A tour of operations on Bomber Command was 30 trips, 30 trips. A tour of operations on fighters was 250 hours. Our flight times on our squadron would be an hour, an hour and a half. Once in awhile they’d strap on extra gas tanks on the bottom of the bird and I think my longest trip in a Spit was maybe two hours and 30 minutes. You, once you get airborne you’d switch to the reserve tank and when it drained you’d jettison it you see. So that our trips were shorter but many more, 250 hours. Matter of fact I can tell you the number in my actual log book. Again, some of our flights would last, if we were doing bomb line patrol and we were close to the bomb line our flight might be 45 minutes but on the longer ones it could be well over two hours.Some days you would go maybe two or three days and not fly at all, but then other days you could do maybe two, three flights in a day.Interviewer: What did you do on the days you weren’t flying? Not a hell of a lot.
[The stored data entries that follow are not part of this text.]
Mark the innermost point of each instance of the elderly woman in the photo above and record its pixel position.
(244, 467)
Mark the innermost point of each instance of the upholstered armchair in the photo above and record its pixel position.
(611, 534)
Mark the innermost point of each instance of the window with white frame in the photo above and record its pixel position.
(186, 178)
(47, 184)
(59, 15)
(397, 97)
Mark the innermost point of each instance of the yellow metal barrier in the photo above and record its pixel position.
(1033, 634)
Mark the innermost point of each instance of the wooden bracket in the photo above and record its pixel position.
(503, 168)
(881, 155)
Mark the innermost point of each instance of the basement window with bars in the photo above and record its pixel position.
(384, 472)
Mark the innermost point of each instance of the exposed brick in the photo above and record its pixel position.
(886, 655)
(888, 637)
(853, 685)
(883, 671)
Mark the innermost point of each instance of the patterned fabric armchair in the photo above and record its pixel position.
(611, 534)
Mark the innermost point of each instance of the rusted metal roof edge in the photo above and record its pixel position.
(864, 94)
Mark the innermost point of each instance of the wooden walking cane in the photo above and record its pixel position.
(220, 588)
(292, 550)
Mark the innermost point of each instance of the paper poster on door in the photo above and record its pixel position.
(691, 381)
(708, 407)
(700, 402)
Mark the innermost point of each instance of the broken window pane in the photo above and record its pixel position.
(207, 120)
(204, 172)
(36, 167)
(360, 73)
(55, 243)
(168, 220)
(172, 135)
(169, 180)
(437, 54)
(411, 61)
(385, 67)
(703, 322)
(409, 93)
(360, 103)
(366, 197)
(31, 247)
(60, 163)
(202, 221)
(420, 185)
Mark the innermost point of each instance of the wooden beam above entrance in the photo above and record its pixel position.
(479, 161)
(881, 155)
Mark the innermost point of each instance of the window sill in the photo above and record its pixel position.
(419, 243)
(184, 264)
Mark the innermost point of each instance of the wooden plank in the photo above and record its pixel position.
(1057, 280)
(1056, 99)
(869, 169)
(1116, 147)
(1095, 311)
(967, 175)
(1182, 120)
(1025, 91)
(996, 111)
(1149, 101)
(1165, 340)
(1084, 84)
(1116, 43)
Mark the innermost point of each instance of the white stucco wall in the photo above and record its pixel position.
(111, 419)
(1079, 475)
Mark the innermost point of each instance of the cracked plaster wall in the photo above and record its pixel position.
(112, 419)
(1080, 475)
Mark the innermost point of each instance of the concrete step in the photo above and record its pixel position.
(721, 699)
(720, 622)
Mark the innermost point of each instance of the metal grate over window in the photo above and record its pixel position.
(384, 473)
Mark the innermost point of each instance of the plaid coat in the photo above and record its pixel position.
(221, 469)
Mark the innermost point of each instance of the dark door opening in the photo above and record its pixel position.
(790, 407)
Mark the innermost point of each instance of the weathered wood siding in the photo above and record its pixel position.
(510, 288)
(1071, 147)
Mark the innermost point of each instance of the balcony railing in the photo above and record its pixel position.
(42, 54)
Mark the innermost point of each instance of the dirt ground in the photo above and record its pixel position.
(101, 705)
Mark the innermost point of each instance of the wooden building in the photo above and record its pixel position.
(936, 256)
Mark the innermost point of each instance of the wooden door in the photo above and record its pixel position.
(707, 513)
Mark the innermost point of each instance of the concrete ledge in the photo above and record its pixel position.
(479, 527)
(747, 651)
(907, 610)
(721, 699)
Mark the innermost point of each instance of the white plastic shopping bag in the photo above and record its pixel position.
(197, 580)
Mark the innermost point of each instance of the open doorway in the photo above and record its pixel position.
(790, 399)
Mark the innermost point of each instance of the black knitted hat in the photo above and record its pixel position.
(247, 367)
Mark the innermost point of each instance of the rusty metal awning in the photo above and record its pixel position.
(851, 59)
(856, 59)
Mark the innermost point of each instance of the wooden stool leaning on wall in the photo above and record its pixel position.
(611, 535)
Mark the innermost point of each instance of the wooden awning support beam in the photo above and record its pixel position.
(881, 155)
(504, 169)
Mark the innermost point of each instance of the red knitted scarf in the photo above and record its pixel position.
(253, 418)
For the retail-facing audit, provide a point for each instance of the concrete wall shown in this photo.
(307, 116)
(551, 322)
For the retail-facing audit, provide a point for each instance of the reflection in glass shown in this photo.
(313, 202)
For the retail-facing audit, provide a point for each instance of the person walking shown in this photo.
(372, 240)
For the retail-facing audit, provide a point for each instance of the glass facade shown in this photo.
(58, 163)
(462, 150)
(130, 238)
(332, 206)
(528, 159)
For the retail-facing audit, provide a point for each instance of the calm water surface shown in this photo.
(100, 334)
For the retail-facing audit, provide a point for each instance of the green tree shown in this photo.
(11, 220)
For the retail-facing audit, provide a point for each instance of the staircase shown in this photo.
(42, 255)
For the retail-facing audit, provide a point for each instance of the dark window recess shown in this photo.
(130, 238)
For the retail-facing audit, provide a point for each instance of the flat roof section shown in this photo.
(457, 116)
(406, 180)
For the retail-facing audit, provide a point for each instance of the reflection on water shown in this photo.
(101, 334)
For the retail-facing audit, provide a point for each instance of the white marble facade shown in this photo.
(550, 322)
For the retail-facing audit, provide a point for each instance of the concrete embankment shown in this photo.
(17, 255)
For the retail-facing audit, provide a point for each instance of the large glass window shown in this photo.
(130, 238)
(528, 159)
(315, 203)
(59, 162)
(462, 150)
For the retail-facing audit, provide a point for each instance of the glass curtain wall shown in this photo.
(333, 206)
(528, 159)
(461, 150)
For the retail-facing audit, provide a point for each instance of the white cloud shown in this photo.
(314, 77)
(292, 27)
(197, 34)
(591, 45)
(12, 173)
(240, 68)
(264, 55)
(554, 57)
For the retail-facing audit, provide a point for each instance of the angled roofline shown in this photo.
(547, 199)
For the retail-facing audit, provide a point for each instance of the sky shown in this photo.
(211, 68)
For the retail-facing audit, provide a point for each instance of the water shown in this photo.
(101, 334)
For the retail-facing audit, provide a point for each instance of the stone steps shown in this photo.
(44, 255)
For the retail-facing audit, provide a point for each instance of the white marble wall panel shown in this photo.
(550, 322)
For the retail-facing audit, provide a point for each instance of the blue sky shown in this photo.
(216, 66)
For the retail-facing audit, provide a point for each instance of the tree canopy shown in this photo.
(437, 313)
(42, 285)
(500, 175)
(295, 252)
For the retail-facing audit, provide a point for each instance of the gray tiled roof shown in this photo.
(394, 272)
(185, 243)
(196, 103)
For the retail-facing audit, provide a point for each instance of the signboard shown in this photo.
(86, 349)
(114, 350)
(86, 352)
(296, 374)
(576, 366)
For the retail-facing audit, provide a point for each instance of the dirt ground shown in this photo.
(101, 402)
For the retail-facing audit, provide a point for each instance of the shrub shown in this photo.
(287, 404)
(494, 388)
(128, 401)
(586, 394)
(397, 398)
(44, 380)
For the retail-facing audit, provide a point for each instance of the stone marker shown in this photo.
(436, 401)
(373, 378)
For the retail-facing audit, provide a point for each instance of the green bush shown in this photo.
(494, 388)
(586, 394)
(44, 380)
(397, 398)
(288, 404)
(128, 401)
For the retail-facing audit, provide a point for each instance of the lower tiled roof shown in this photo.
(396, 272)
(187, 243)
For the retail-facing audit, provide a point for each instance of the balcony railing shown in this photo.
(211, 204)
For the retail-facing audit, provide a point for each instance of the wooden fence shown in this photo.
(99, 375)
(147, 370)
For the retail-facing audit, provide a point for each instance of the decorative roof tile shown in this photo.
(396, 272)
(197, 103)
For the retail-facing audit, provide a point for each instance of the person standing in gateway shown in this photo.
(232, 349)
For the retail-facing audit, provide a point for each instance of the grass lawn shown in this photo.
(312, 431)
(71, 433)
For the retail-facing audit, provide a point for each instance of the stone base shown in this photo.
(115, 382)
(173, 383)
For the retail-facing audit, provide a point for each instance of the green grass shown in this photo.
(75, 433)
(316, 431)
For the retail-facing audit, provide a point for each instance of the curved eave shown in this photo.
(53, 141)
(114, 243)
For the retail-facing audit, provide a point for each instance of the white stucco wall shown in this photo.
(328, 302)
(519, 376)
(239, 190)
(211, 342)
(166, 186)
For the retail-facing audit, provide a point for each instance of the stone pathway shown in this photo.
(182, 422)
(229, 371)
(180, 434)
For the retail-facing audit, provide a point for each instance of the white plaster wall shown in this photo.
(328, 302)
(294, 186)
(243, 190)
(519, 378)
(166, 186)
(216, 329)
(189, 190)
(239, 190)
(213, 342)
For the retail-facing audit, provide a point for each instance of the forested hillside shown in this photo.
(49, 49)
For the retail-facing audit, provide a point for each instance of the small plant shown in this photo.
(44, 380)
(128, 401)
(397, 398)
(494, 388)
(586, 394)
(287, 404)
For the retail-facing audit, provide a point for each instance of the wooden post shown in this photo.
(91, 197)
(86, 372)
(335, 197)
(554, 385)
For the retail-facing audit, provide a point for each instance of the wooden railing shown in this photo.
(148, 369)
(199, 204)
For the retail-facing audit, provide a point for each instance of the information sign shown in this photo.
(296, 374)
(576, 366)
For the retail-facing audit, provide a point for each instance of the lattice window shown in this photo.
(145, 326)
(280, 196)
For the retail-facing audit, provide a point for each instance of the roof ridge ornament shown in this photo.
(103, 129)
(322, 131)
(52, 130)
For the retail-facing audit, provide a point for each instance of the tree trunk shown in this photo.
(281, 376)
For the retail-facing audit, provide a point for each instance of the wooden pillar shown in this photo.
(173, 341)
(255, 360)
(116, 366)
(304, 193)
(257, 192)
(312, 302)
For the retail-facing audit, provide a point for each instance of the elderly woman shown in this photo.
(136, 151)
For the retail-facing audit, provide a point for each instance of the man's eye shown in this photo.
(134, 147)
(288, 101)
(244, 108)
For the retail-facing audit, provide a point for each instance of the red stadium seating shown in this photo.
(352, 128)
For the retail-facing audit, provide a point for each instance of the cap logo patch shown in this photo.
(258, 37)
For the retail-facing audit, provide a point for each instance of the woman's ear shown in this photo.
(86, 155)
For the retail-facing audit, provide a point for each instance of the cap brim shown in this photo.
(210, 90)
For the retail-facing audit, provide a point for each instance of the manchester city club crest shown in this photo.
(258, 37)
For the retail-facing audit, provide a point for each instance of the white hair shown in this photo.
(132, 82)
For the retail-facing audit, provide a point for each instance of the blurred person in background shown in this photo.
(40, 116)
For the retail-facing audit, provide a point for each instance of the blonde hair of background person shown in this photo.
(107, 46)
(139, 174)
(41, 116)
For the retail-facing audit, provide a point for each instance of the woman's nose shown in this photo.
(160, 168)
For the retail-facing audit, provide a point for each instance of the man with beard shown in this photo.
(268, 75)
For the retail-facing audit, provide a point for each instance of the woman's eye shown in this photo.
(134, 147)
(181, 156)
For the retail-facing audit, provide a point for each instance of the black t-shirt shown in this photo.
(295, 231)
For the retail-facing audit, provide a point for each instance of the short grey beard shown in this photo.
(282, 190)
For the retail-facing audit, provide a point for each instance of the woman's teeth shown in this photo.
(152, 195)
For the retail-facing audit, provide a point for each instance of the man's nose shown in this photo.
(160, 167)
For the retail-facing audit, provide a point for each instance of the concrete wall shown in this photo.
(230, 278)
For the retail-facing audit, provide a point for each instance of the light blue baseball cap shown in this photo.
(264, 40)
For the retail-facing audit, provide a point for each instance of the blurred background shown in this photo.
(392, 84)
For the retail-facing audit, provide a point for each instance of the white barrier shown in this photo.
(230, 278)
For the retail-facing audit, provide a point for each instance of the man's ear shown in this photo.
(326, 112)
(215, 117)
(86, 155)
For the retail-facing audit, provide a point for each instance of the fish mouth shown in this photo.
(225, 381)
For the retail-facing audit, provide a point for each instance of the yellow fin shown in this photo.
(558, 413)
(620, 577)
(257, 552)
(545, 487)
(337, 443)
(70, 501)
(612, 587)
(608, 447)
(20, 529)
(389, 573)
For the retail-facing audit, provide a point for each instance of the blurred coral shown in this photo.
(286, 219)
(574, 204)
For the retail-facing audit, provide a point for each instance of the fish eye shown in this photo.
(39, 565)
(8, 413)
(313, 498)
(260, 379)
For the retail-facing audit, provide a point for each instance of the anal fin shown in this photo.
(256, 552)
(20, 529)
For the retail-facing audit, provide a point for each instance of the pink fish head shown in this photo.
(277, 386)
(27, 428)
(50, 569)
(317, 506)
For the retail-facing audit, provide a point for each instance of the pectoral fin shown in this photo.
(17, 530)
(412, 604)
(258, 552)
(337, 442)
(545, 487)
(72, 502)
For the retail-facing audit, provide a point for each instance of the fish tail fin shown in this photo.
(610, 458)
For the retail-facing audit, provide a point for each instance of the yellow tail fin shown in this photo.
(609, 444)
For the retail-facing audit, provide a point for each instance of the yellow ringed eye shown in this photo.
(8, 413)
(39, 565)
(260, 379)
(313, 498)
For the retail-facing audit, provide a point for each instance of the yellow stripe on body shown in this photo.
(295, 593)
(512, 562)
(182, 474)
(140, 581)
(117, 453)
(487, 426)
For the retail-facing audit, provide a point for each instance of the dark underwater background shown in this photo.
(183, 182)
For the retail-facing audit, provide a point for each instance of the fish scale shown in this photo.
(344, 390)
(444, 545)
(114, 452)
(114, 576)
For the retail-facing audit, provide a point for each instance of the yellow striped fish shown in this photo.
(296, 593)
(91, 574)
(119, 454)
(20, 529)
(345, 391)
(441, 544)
We could go into the local town, I suppose and, but basically being on a tactical squadron not unlike the boys who were based in England where they got to know the local people, they could knock off and go into town and we couldn’t do that. Now when I was flying in England of course we could. And after my first tour, right from Italy I went back to England to take the gunnery leader course, that’s where operational pilots who had finished a tour on ops on fighter aircraft would go to the gunnery leader school and there you would train using fighter tactics, methods of attack and things of this nature and then you were supposed to go back to a squadron and become what’s known as the gunnery leader instructor, you’re supposed to teach the other guys.